Wednesday, August 4, 2010

Salalah Tourism Festival 2010

Published August 3, 2010
Back in 1996, the first monsoon festival initiative started out as a group of tents and a small wooden makeshift stage at the base of the majestic green mountains of Dhofar. They named it 'Festival of Dhofar Municipality's Friends'. Fourteen years and a few million visitors later, the festival (now called 'Salalah Tourism Festival') covers several acres of land and has become the second largest attraction in Dhofar during July and August, after the incredible weather.
I'm not much of a festival person and I usually try to avoid crowded places at all costs, but I admit to faithfully visiting the festival at least once or twice every year since it began. It's pretty hard to avoid, given that it's where all the action is! Any family with children is bound to go at least five times during the festival's six weeks. The grounds are very child-friendly with a decent sized amusement park, good games, activities, contests, and even their own little children's stage.
One of the huge festival highlights (for me, anyway) is the Heritage Village. I always end up buying handicrafts and frankincense from the local artisans. Also, I never get tired of watching the traditional dances from every corner of Oman. If you arrive at the right time, you may stumble upon a poetry gathering in one of the Bedouin tents or even be given the opportunity to ride a camel. I've always been tempted to get on a camel, but given the rides' awkward location right in the center of the festival grounds I don't think I'll ever be brave enough. (Furthermore, abayas aren't very camel-friendly!) Those small details aside, there's always something interesting going on in the Heritage Village and it's a great place to take tourists or friends from abroad.
Another highlight for tourists and locals alike is the annual book fair. Ten years ago the selection of books was nothing to be proud of, with too many books on Arab politics, cooking, and romance novels with eyebrow raising covers. However, nowadays you can find everything from high quality reference books to translations of great world literature. A couple of years ago, I was even able to pick up both English and Arabic copies of Gabriel Garcia Marquez's 'One Hundred Years of Solitude'.
The photography and art exhibitions are always worth a visit. In fact, it's probably the only opportunity to really appreciate the considerable talents of our local photographers and artists. Furthermore, the festival's concert series have been a major attraction over the years, with artists from every corner of the Arab world coming to perform here in Salalah, to only what can be described as overly emotional and enthusiastic crowds. We've had some pretty big names come to our town, including Kazem El Saher, Mohammed Abdo, and Nancy Ajram.
A huge highlight for the female population of Dhofar is the shopping pavilion with hundreds of stalls hosting vendors from the subcontinent and Far East. A lot of the things being sold are cheap Chinese products and suspicious cosmetics.
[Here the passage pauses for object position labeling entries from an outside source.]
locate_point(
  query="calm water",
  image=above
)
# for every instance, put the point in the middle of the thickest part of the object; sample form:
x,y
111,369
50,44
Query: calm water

Also, I always tend to get accosted by overly made-up Arab women claiming that their products will make me whiter, thinner, or more fertile. Despite being put off by this, I must admit, I always end up leaving with a treasure or two, be it exotic Yemeni spices, beautifully carved Pakistani furniture, hand painted Palestinian ceramics or fake designer bags from China!
In addition to numerous additional exhibitions, some of the other festival highlights include various sports activities, a wide selection of outdoor restaurants, daily fireworks and lots more. It's pretty safe and I haven't heard of any accidents involving kids falling off roller coasters or horrible cases of food poisoning for some years. We've also progressed from embarrassing freak shows involving half-animal, half human creatures to more civilized forms of entertainment. All in all, I salute the officials at the Dhofar Municipality for their achievements. The festival has come a long way and it's a great place to spend an afternoon or an evening. Every visitor is guaranteed to find something of interest!


  1. I read your last interesting long article about salalah tourism festival. Each line and row force me to read with greater enthusiasm more. Especially the last line."Every visitor is guaranteed to find something of interest! " I randomly met with this festival and I hope the trip to Oman would have a visit from festival. if there is a site to help me please introduce me. thanks a lot.

  2. I just got back from Salalah and had a great week - but was astonished to see Wadi Darbat dry - the first time I have seen it like that.

    Do you know if any authorities are linking such dryness to the gradual reduction (by Donkeys, Camels, Cows & Goats) of the vegetation which catches the clouds and drop by drop causes the ground water to grow.

    Cloud catching works using a mesh – but why ignore the original cloud and fog catching equipment – trees.